Praxisorientierte Beratung bei Behindertentestamenten
Die Rechtsprechung erkennt die Wirksamkeit von Behindertentestamenten grundsätzlich an. Behindertentestamente sind mit typischen Gestaltungsvarianten (Stichworte: Vor- und Nacherbschaft, Dauertestamentsvollstreckung, Pflichtteilsreduzierung) verknüpft. Es wäre aber ein Fehler, eine rechtliche Beratung hierauf zu beschränken. Die Praxis zeigt, dass sowohl aus Sicht der Rechtsberatung, als auch von Seiten der testierenden Elterngeneration zentrale Aspekte einer ganzheitlichen Regelung übersehen werden. Dies zeigen nachfolgende Hinweise, die der Autor auf einen standardisierten Praxisfall bezieht.
Praxisfall: Die Eltern Thomas und Kathi sind beide 65 Jahre alt und haben zwei erwachsene Kinder, die verheiratete Tochter Sylvie mit einem minderjährigen Sohn, und den erwachsenen Sohn Gustav, der kinderlos und unverheiratet ist und an einer geistigen Behinderung leidet und in einer Behinderteneinrichtung lebt und arbeitet.

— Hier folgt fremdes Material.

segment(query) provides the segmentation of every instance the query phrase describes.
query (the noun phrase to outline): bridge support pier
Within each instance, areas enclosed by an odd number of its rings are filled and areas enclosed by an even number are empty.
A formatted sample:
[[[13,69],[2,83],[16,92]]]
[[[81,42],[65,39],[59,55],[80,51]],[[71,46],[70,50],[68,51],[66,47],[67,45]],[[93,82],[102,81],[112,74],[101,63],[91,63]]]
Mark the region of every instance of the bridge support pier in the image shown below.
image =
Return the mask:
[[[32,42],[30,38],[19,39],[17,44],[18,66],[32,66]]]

Hinweis 1: offener Blick auf die Motivlage
In der vorliegenden Konstellation schildern Eltern als Motivation für ein Testament häufig, dass das behinderte Kind einerseits wirtschaftlich abgesichert sein soll, andererseits Vermögen im Erbfall dem Zugriff des Sozialhilfeträgers entzogen bleiben muss. Der vorliegende Praxisfall enthält aber typischerweise weitere Motive, deren Entdeckung ein starrer Blick auf das Behindertentestament verhindert. Ein bedeutsames Motiv ist zumeist, dass der überlebende Ehegatte rechtlich und wirtschaftlich abgesichert sein soll. Ein weiteres Motiv kann sein, dass bestimmte Vermögenswerte dem Schwerpunkt nach an die Tochter oder gar das Enkelkind gehen sollen. Auch schenkungs- und erbschaftssteuerliche Motive sind zu beachten. Diese sind bei Gestaltung des Behindertentestaments im Rahmen einer Abwägung in Einklang zu bringen.

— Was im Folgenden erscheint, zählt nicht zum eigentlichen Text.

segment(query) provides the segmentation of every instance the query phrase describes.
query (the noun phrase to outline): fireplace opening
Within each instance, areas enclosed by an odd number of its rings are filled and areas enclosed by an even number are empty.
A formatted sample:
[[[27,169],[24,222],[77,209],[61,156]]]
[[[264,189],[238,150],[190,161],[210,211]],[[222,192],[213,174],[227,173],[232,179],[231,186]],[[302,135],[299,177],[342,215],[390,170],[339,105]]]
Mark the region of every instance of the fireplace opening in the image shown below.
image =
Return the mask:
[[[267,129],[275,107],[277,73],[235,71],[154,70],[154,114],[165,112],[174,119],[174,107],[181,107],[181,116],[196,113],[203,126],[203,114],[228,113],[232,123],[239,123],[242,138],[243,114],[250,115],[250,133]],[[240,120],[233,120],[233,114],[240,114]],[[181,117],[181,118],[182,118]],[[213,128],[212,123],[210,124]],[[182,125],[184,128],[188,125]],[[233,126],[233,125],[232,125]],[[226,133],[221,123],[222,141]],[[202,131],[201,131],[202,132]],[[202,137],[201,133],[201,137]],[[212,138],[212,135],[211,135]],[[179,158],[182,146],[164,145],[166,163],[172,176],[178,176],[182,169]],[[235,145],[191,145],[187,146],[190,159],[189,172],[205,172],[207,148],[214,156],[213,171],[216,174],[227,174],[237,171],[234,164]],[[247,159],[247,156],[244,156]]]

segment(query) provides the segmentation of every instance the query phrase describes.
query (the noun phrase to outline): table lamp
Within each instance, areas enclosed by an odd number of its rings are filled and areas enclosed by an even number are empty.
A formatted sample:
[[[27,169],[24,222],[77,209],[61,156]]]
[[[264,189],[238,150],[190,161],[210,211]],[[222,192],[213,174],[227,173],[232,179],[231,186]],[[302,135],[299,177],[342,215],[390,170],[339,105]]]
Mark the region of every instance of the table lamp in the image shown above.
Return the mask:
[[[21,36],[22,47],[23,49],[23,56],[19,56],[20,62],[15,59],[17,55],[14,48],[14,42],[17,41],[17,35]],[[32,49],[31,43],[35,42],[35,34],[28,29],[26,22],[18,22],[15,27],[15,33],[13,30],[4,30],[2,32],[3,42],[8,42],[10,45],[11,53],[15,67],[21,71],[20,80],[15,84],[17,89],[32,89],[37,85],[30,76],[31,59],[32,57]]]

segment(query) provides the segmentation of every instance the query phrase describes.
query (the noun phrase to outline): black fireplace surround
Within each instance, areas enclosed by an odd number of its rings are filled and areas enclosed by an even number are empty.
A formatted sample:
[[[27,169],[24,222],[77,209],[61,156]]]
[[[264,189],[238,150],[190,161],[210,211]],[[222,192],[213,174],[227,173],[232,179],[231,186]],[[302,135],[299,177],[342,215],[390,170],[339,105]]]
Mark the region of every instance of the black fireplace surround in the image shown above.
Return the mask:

Hinweis 2: Absicherung der Eheleute zu Lebzeiten und im Erbfall
Hierzu gehört insbesondere, dass die Eheleute sich selbst absichern. Dies gilt einerseits für ihre Situation zu Lebzeiten. Jeder Beteiligte sollte eine Vorsorgevollmacht gestalten lassen, also die Eltern, die Tochter und für den Fall, dass der Sohn geschäftsfähig ist, auch dieser. Besonders bedeutsam ist die Absicherungserwägung, wenn ein Elternteil bereits verstorben ist. In diesem Fall enthält zwar das Behindertentestament zumeist die Regelung, dass der überlebende Ehegatte die Auseinandersetzungstestamentsvollstreckung erhält, um alleine entscheidungsbefugt zu sein. Allerdings wird der Fall zumeist übersehen, dass der überlebende Ehegatte selbst betreuungsbedürftig, respektive geschäftsunfähig wird und sein Amt nicht mehr ausüben kann. Es sollte von Anfang an testamentarisch der Fall einer gestaffelten Ersatztestamentsvollstreckung geregelt sein.

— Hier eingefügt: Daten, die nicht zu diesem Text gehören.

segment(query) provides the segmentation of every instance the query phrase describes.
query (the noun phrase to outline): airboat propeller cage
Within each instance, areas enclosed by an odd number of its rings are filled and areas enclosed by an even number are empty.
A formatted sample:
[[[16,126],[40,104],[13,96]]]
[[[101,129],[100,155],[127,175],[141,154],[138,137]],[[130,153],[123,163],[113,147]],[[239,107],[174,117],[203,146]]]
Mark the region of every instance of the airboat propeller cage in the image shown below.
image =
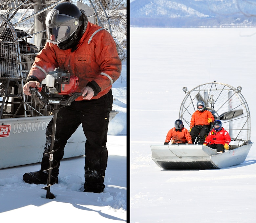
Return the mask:
[[[230,145],[239,146],[250,141],[250,116],[249,108],[241,93],[242,88],[214,81],[198,86],[190,91],[184,87],[186,96],[182,101],[179,118],[189,129],[197,103],[203,102],[215,120],[221,121],[222,127],[229,133]]]
[[[54,71],[48,72],[46,82],[50,94],[66,95],[76,91],[79,79],[68,72],[55,68]]]

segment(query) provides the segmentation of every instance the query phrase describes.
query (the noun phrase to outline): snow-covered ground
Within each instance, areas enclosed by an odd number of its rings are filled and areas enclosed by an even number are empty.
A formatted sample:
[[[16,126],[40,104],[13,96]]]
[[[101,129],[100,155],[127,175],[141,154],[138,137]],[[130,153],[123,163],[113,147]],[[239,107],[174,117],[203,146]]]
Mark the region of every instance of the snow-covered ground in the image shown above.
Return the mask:
[[[0,170],[1,222],[118,222],[127,220],[126,65],[113,85],[113,110],[119,112],[110,123],[108,166],[103,193],[83,191],[85,157],[62,160],[58,183],[51,186],[55,198],[45,198],[45,185],[22,180],[40,164]],[[15,139],[13,139],[15,140]],[[1,147],[0,140],[0,147]],[[17,146],[18,142],[17,142]],[[24,154],[27,155],[27,154]]]
[[[256,222],[256,149],[219,170],[164,171],[150,145],[163,144],[189,91],[217,82],[248,104],[256,142],[256,28],[131,28],[131,222]],[[188,128],[188,127],[185,127]]]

Hinweis 3: Absicherung des gesunden Kindes
Ebenfalls zu kurz kommen meistens Überlegungen zugunsten des gesunden Kindes. Dieses erhält zwar vielfach die Aufgabe der Dauertestamentsvollstreckung im Rahmen der Vorerbenstellung des behinderten Bruders. Allerdings beschränkt das Amt des Testamentsvollstreckers die Entscheidungskompetenz über den Nachlass jedenfalls teilweise. Sinnvoll kann sein, dass der Tochter vorliegend beispielsweise mittels Vermächtnisanordnungen konkrete Nachlassbestandteile zugewiesen sind, damit diese hierüber nicht innerhalb einer Erbengemeinschaft gebunden ist und insoweit frei verfügen kann. Dies ist beispielsweise in Bezug auf eine einzelne Immobilie interessant, in deren Vermietung oder Veräußerung die Tochter unbeschränkt ist. Hierzu gehört auch die Überlegung, dem minderjährigen Enkelkind ebenfalls bereits Vermögen testamentarisch zuzusprechen, beispielsweise im Rahmen einer weiteren Vermächtnisanordnung. Dies kann insbesondere erbschaftssteuerlich mit Blick auf den Freibetrag von € 200.000,00 pro Großelternteil interessant sein, muss aber mit einer Dauertestamentsvollstreckung durch die Eltern des Enkelkindes verknüpft werden, um eine Ergänzungspflegschaft zu vermeiden.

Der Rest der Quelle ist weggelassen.